Older versions of the rime dictionaries and rime tables came to light over the first half of the 20th century, and were used by such linguists as Wang Li, Dong Tonghe and Li Rong in their own reconstructions. Edwin Pulleyblank argued that the systems of the Qieyun and the rime tables should be reconstructed as two separate systems, which he called Early and Late Middle Chinese, respectively. He further argued that his Late Middle Chinese reflected the standard language of the late Tang dynasty.

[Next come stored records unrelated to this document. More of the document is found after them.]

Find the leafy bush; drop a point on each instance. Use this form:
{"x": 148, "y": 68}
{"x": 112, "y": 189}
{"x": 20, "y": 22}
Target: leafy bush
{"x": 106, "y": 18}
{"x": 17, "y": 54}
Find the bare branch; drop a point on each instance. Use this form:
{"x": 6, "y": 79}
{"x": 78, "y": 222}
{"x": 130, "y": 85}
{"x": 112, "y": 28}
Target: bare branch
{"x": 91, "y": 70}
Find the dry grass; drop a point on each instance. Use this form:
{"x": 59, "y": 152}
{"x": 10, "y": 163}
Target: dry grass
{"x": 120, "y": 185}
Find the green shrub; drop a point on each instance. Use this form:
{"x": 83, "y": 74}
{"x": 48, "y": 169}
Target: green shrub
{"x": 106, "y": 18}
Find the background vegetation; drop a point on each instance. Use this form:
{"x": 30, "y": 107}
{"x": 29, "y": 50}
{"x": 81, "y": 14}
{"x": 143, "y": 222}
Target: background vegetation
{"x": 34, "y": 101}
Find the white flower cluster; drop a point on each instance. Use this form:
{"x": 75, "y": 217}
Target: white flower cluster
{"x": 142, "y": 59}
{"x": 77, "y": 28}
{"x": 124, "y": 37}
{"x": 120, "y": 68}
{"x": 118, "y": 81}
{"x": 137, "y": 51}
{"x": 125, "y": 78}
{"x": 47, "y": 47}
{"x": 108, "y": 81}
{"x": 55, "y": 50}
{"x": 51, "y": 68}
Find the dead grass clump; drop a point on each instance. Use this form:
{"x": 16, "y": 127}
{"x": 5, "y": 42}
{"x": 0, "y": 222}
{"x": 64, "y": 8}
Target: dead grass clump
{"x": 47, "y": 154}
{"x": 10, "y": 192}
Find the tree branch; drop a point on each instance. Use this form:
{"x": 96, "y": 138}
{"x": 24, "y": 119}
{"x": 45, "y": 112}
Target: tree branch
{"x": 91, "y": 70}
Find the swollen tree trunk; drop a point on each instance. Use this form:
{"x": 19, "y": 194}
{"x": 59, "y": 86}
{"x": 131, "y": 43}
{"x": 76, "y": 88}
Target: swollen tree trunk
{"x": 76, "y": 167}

The preface of the Qieyun recovered in 1947 indicates that it records a compromise between northern and southern reading and poetic traditions from the late Northern and Southern dynasties period. Most linguists now believe that no single dialect contained all the distinctions recorded, but that each distinction did occur somewhere. Several scholars have compared the Qieyun system to cross-dialectal descriptions of English pronunciations, such as John C. Wells's lexical sets, or the notation used in some dictionaries. For example, the words "trap", "bath", "palm", "lot", "cloth" and "thought" contain four different vowels in Received Pronunciation and three in General American; these pronunciations and others can be specified in terms of these six cases.
Although the Qieyun system is no longer viewed as describing a single form of speech, linguists argue that this enhances its value in reconstructing earlier forms of Chinese, just as a cross-dialectal description of English pronunciations contains more information about earlier forms of English than any single modern form. The emphasis has shifted from precise phones to the structure of the phonological system. Li Fang-Kuei, as a prelude to his reconstruction of Old Chinese, produced a revision of Karlgren's notation, adding new notations for the few categories not distinguished by Karlgren, without assigning them pronunciations.
This notation is still widely used, but its symbols, based on Johan August Lundell's Swedish Dialect Alphabet, differ from the familiar International Phonetic Alphabet. To remedy this, William H. Baxter produced his own notation for the Qieyun and rime table categories for use in his reconstruction of Old Chinese.
All reconstructions of Middle Chinese since Karlgren have followed his approach of beginning with the categories extracted from the rime dictionaries and tables, and using dialect and Sino-Xenic data in a subsidiary role to fill in sound values for these categories. Jerry Norman and W. South Coblin have criticized this approach, arguing that viewing the dialect data through the rime dictionaries and rime tables distorts the evidence. They argue for a full application of the comparative method to the modern varieties, supplemented by systematic use of transcription data.